Скоро, скоро штурм Урги, чую. Будем Ургу брать, китайцев к лешему гнать. Солдаты застоялись. Командир это дело нюхом чует. Все должно сложиться, как Бог захочет. Не этот, Будда ихний улыбчивый, сладкий, а как наш Господь истинный, Христос Бог, длань с синих небес поднимет и нас ею осенит. Аминь.

– Осип, Осип, што крест широко как кладешь, во весь размах?!.. надо б уже…

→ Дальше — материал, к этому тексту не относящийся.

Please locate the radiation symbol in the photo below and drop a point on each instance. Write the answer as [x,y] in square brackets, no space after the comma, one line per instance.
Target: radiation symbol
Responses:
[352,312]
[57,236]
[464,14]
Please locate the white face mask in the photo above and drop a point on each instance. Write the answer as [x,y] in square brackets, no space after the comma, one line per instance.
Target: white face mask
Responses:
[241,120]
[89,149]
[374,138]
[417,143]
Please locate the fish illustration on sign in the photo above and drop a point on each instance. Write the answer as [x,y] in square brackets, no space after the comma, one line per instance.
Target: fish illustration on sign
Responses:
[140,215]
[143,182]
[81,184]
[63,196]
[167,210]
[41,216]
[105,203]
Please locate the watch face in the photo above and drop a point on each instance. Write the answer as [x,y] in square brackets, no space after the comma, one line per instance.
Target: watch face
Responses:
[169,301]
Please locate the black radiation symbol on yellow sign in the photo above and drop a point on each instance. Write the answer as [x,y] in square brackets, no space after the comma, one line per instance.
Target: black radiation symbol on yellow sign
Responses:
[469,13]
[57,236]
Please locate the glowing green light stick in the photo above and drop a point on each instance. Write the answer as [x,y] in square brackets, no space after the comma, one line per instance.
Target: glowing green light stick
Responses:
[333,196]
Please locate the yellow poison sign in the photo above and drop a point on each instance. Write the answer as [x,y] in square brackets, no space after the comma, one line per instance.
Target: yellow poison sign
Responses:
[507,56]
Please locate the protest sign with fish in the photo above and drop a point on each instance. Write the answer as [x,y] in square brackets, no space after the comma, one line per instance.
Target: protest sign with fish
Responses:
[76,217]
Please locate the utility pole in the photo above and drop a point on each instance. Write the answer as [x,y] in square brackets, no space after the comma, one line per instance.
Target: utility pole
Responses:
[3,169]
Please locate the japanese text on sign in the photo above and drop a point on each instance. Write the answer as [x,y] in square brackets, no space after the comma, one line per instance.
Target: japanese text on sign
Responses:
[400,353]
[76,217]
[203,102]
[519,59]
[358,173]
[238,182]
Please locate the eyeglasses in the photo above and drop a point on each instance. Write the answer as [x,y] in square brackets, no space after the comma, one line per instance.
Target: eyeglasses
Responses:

– Уже токмо ужи ползут, Никола!..


Мать Кати, Софья-Амалия Терсицкая, урожденная Зебальд, белобрысая немка из Ревеля, покончила с собой. По крайней мере, так смущенно объяснила маленькой Кате, когда она стояла у гроба матери, сложив в робкой молитве тонкие ручки, ее добрая толстая тетка, сестра отца Калерия: «Твоя мама убила себя». Зачем она так сказала девочке? Катя тогда не поняла, что это: убить себя, – как это. Но испугалась очень; плакала и дрожала, спрятавшись за шторами в материнской спальне, с ногами забравшись на подоконник, и в день похорон ее не могли найти, обыскались. Амалия увлекалась оккультными учениями, модной теософией, спиритизмом, писаниями госпожи Блаватской и полковника Олькотта, – словом, загадочным Востоком. Восток внезапно нахлынул на Россию волной и стал в моде. В доме повсюду висели слащавые картинки с изображениями снеговых вершин Тибета, Гималаев, Канченджанги, Джомолунгмы, всевозможные мандалы с фигурками буддийских святых, вышитых золотой нитью, на полочках и этажерках стояли бесчисленные статуи Будды, Авалокитешвары, шестирукого пляшущего Шивы. Что греха таить, Амалия Людвиговна толком не знала, чем Будда отличается от Шивы или от Вишну. Ревельская дама была не в меру экзальтированна, закатывала глаза, вещая о будущей жизни в великой заоблачной Шамбале, ездила лечиться на воды в Карлсбад и Баден-Баден, на ночь при свечке читала вперемешку «Записки охотника» Тургенева и «Великие посвященные» Шюре… и внезапно, горько умерла: ее нашли в постели с пустым лекарственным пузырьком в руке. Отец Кати, Антон Павлович Терсицкий, плакал неутешно, рыдал денно и нощно. После похорон супруги – отпевать самоубийцу священники запретили, хоронили Амалию тайком, ночью, чтоб все было для любящего сплетни света шито-крыто, – он с головой, чтобы забыться, окунулся в дела своего второго «чада» – крупнейшей золотопромышленной компании России «ТЕРСИТЪ». Отец был на диво удачлив. Он искал золото на Урале – и находил. Он искал золото в Сибири – и тоже находил. Его разработки и прииски на Вилюе и Алдане гремели и славились и являлись предметом безумной зависти конкурентов. Антона Павловича ничуть не удивило, что дочь вышла замуж за сибиряка: «Храни брак, дочь, сибиряки да казаки – крепкий, верный народ!»